Sleigh bells echoing from far down the Approach Road, a team of Clydesdales trotted through the front gates in perfect step, a fine spray of snow from each landing hoof. From the steps of Biltmore, Kerry could make out the sleigh’s load: a magnificent Fraser fir.
Tully and Jursey and the children of other estate workers in the house and dairy and forestry crew had been pummeling each other with snowballs at the edge of the esplanade. Now they all stopped to gawk—the twins’ heads, Kerry saw with a smile, pitching left at the same angle.
What a gift to be young, Kerry thought. To not envy the glittering Biltmore and its acres of rooms. To not worry about how you’ll be eating or where you’ll be sleeping tomorrow. To just enjoy the moment, the snow, the beauty, the bells.
Kerry tried to remember if she’d ever felt young.
To her surprise, though, she felt herself smile. Snow did that to her. So did the twins. And the scent of pine. Helped her forget for a few blessed minutes at once.
Charles McNamee gestured to Vanderbilt across a line of staff gathered to watch the tree’s arrival. “From the Douglass farm. One of the larger single tracts purchased early on.”

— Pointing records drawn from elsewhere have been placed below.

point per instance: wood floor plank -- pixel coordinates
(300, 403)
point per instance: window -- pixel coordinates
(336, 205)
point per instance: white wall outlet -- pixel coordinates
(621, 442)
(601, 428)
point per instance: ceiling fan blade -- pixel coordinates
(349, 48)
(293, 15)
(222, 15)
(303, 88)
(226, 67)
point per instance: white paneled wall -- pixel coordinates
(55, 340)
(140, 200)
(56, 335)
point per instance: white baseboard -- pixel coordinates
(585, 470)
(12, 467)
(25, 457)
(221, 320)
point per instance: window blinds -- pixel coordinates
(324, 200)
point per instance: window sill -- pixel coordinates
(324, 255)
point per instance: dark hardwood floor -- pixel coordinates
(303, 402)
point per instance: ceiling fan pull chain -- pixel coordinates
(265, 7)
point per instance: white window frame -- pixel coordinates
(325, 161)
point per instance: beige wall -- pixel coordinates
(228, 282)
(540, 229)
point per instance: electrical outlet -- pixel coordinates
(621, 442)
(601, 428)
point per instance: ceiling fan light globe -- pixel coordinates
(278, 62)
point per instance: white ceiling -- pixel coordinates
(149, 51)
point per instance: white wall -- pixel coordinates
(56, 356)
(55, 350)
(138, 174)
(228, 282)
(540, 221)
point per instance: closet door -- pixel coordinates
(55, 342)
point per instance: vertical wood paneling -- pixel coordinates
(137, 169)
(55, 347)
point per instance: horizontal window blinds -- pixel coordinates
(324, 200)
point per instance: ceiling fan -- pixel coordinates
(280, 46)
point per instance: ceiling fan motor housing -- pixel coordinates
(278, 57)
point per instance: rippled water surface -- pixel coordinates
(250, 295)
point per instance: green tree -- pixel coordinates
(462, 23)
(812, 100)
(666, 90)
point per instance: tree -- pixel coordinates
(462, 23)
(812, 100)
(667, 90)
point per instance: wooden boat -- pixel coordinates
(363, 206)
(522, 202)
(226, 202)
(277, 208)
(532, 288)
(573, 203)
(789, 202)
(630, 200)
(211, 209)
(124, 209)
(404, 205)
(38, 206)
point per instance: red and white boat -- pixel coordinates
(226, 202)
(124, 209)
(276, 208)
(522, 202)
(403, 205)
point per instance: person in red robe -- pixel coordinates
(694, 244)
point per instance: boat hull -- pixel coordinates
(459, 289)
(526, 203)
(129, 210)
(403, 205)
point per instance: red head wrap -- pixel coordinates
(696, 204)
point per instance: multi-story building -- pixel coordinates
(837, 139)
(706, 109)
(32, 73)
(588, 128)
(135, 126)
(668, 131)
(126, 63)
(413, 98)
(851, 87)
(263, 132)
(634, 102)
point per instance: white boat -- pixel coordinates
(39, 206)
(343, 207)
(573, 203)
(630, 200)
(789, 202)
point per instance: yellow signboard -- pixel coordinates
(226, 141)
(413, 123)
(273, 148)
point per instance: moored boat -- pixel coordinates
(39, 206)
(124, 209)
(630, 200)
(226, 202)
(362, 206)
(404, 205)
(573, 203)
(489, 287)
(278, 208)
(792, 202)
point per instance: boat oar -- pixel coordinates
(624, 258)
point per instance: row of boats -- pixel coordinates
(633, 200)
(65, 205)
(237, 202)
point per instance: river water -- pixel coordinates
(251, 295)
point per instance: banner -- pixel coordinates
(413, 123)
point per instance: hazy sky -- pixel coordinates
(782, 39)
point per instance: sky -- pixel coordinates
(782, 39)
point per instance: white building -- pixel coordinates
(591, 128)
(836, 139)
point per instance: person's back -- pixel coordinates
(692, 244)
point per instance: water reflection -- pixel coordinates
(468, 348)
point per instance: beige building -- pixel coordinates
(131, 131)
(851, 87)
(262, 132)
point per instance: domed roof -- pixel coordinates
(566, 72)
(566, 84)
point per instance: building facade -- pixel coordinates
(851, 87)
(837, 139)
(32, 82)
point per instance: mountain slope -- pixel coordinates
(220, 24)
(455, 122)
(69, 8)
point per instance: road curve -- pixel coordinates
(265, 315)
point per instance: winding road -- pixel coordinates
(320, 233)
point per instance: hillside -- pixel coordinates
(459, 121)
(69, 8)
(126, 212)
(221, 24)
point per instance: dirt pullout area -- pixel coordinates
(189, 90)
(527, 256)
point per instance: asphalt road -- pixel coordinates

Standing near Vanderbilt, Kerry hadn’t planned to speak out loud. “My neighbors.”
But then both men were looking at her as she watched the approach of the sleigh and its tree.
This time she faced them. “The Douglasses were my neighbors.”
Hesitating, McNamee edged closer. “She’s right. I don’t recall all the positions of all the farms without checking our records, naturally—not for tens of thousands of acres. But the earliest and the final ones are more vivid. I do recall the MacGregor land abutted the Douglass tract.”
“Abuts,” she corrected—smiling so it might not sound rude. “Forgive me, Mr. McNamee, but it’s still present tense. Still my farm next to the old Douglass place.”